Ale nie tylko, bo przecież dużą poczytnością cieszyły się także publikacje: Na skrzydłach jachtów z 1933 oraz Wśród wichrów i fal z 1935 roku (ta ostatnia zilustrowana wyjątkowo pięknymi fotografiami).

W chwili wybuchu II wojny światowej generał Zaruski miał 72 lata. Jako sanacyjny generał ukrywał się pod pseudonimem we Lwowie, został jednak zadenuncjowany i aresztowany przez NKWD, a potem osądzony i skazany na pięć lat zesłania. Zmarł w szpitalu więziennym w Chersoniu 8 kwietnia 1941 roku.

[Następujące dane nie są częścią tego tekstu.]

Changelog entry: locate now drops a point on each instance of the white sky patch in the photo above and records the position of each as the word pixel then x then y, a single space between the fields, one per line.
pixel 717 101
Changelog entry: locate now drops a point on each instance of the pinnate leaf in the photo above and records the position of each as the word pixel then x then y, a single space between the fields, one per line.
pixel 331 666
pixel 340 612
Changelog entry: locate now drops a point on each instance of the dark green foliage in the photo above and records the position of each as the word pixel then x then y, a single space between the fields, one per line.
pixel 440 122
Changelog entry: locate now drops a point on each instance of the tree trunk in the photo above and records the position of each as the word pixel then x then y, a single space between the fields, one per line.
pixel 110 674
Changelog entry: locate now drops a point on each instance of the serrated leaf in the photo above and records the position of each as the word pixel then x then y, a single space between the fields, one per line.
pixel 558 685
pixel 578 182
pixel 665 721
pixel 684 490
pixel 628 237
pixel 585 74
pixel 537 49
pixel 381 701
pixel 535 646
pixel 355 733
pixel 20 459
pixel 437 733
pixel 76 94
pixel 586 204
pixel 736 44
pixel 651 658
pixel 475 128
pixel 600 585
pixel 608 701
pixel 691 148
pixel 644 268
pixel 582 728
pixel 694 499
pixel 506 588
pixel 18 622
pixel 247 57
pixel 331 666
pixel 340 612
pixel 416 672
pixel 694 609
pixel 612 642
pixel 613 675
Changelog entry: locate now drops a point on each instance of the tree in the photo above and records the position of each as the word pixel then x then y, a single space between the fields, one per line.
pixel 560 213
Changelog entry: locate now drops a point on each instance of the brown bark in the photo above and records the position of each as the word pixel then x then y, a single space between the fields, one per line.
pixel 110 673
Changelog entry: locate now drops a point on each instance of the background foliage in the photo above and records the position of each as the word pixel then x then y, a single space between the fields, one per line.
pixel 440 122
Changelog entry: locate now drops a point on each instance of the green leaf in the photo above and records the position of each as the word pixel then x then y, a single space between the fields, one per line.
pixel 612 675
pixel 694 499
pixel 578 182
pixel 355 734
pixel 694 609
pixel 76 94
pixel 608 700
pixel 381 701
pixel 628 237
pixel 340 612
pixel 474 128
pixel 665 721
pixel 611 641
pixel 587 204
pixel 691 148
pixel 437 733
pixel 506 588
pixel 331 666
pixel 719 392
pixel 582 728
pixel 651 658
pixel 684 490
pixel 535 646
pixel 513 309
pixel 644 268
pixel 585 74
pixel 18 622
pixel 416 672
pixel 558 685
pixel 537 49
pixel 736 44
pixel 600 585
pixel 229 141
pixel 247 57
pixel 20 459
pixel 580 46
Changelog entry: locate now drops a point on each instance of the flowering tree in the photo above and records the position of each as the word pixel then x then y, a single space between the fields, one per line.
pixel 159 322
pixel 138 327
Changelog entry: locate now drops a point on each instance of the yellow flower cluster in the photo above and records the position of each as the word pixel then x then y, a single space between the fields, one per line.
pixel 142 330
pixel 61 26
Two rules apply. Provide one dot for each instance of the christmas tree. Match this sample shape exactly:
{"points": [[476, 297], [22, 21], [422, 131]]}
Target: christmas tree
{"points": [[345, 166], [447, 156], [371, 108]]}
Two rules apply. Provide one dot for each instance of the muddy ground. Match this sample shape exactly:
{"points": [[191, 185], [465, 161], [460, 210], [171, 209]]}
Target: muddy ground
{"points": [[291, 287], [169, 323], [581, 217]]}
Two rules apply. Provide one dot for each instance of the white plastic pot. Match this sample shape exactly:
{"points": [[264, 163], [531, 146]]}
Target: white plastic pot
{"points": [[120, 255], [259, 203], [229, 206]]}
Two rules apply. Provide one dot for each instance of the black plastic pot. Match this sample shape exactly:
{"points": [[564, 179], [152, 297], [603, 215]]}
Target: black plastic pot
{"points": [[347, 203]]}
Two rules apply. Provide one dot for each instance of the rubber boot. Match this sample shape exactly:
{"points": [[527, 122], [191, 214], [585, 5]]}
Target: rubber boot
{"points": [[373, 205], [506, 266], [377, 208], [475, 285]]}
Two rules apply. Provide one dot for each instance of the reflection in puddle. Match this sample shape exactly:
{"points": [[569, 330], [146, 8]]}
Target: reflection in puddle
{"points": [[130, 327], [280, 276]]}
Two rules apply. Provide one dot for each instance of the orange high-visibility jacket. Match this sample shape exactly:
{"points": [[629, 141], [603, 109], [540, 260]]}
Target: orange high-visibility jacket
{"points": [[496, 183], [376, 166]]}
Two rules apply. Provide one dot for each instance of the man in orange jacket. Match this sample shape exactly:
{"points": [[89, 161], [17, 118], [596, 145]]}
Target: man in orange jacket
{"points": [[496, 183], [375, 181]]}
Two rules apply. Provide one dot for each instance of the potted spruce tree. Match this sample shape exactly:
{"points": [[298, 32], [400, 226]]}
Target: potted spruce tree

Pamięć o nim nie przemija. Czczony był i jest jak Polska długa i szeroka. W porcie w Gdyni stoi jego pomnik, jego imieniem nazwano szkoły m.in. w Gdańsku i w Zakopanem, w Łodzi i w Katowicach, jego imię nosi także Dom Turysty w Zakopanem. Każdy, kogo zafascynują  polskie góry lub polskie morze prędzej lub później pozna jego nazwisko, jego historię i jego legendę.